Frankly, the issue isn't performance bottlenecks but privacy protection.
The serious financial world has never advocated extreme transparency. Dusk Network has recognized this. It doesn't treat privacy as a marketing buzzword but as a fundamental principle of financial system design. Using cryptographic techniques like zero-knowledge proofs and secure multi-party computation, it builds a computing platform capable of handling complex financial operations without forcing data details to be publicly disclosed.
Practical scenarios are already emerging.
Institutional-level trading is one example. Financial institutions can settle transactions while hiding trading strategies and position structures, all while ensuring compliance audits are fully satisfied. In this way, trading counterparties can't see the data, but regulators can see what they need to—each side gets what they require.
Supply chain finance can also be implemented.

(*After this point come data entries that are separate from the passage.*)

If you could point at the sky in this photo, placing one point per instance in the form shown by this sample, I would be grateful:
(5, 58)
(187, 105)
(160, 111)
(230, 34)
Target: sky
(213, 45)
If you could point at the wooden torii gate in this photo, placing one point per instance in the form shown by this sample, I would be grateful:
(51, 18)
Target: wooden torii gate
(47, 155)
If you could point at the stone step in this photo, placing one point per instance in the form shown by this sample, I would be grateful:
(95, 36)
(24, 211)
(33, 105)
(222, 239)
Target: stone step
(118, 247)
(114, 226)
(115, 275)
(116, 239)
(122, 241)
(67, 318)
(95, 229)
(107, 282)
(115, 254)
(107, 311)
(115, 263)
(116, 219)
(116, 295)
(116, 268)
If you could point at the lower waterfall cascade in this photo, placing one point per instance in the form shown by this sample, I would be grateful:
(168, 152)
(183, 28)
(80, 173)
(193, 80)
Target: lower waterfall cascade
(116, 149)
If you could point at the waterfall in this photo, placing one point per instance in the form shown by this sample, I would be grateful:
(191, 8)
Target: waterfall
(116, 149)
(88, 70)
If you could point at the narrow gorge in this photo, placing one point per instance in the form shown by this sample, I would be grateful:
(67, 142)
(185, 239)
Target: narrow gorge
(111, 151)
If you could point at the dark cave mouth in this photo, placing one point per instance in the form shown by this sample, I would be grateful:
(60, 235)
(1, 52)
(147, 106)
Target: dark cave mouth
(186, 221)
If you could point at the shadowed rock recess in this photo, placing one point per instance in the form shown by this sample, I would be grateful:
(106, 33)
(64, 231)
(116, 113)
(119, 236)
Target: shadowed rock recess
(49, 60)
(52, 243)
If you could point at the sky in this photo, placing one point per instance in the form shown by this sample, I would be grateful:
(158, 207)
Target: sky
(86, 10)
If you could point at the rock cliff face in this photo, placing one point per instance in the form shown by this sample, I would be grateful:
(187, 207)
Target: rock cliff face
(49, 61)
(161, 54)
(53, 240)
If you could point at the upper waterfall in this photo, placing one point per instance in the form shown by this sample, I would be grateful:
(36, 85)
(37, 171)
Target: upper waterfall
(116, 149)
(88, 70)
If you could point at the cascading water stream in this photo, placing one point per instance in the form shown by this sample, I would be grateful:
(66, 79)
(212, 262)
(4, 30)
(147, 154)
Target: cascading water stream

Participants don't need to exchange complete commercial data, only share "trustworthy results." This allows financing processes to run automatically, with full protection of business secrets. Efficiency improves, and risks actually decrease.
In the fields of digital identity and credit assessment, the benefits are even more direct. Users don't have to hand over raw data to auditors; they only need to prove they meet the criteria. Separating "proof" from "disclosure" protects privacy on one hand, while the system can still make decisions on the other. This is the true balance between privacy protection and business needs.